Pregnancy with complete mole and coexisting live fetus is rare with an incidence of 1 in 22,000–100,000 pregnancies. Such pregnancy is also known as “sad fetus syndrome.” We report a case of a 27-year-old Nigerian female (Hausa) G5P 4 + 0A2,who presented to our labor ward on the March 19, 2016, at 34-week gestational age with complaints of bleeding per vaginum and associated labor pains. Transabdominal two-dimensional ultrasound on admission revealed a live fetus in breech presentation, with anteriorly located placenta and a huge mass of mixed echogenicity with “snow-storm” pattern within the uterine cavity posteriorly located and not occluding internal os. She had assisted breech delivery of a live male infant with Apgar scores of 6 and 9 in the first and 15th min, respectively, and weight of 2.5 kg. The placenta was delivered by controlled cord traction, and she expelled “grape-like” tissues as well. In Kano, patients do attend different hospitals and present to the tertiary center when complications arise. We believe that this case will increase vigilance of medical personnel, who evaluate patients during first presentation to the hospital.

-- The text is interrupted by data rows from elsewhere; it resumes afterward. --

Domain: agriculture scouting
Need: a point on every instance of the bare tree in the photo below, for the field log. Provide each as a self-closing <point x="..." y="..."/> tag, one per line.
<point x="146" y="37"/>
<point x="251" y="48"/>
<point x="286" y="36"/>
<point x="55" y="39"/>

Keywords: Complete mole, gestational trophoblastic disease, hydatidiform mole


How to cite this article:
Adamou N, Umar UA, Umar AB, Dayyabu AL, Abdulrahaman A. Hydatidiform mole coexisting with a live fetus: Case report and literature review. Ann Trop Pathol 2018;9:93-7

How to cite this URL:
Adamou N, Umar UA, Umar AB, Dayyabu AL, Abdulrahaman A. Hydatidiform mole coexisting with a live fetus: Case report and literature review. Ann Trop Pathol [serial online] 2018 [cited 2024 Mar 28];9:93-7. Available from: https://www.atpjournal.org/text.asp?2018/9/1/93/234146


  Introduction Top


Gestational trophoblastic disease refers to a spectrum of interrelated but histologically distinct tumors originating from the placenta.[1] The most common presentation in the spectrum of gestational trophoblastic disease is hydatidiform mole, categorized as either complete or partial. Complete moles have diploid karyotype and all 46 chromosomes. They are of paternal origin as a result of fertilization of an ovum lacking maternal genes by haploid sperm that duplicates its chromosomes or by dispermic fertilization. It is characterized by varying degrees of trophoblastic proliferation and edema of the chorionic villi with no evidence of fetal tissue development. Partial mole has triploid karyotype, 69 chromosomes composed of two haploid sets of paternal and one set of maternal origin resulting from dispermic fertilization of a normal ovum. The fetus coexisting with partial mole is triploid with abnormal growth and multiple malformations.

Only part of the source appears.